It's one thing to schedule a press event. It's another to make it successful.
John Verrico, NAGC's Communications Director and a spokesman for the Science & Technology Directorate of the U.S. Department of Homeland Security, shared his secrets at NAGC's Communications School in Albuquerque last week.
Verrico recommends only holding a press event for information that the media would consider important enough to cover. If the event meets that criteria, then make sure the event is visually interesting, in a location that is accessible by the media, inclusive of other appropriate groups or agencies, and that you have the right spokesperson running the thing.
And to make sure your spokesperson is ready, he suggests holding a "murder board." No, there's no violence involved; but it can be brutal. The purpose of a murder board is to have the spokesperson take directed, pointed, anticipated and off-the-wall questions, to help him or her be comfortable and determine how to deliver message points. The object is for the spokesperson to be prepared, but not appear rehearsed.

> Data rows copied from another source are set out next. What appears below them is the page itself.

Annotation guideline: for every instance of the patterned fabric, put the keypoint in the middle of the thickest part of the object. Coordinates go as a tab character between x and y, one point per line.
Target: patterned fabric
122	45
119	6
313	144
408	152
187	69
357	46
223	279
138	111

Pay attention to logisitics, Verrico says. Make sure everyone involved knows the details. At an event he attended once, the host farmer had not been told the details of the press event and greeted everyone with a shotgun. He also points out that while children and animals make great backdrops, they can be terribly unreliable, such as the time an osprey -- in full camera view -- attacked an eagle that had just been released.
What crazy things have happened to you while putting together a press event? If you attended John's session in Albuquerque, what were your reactions?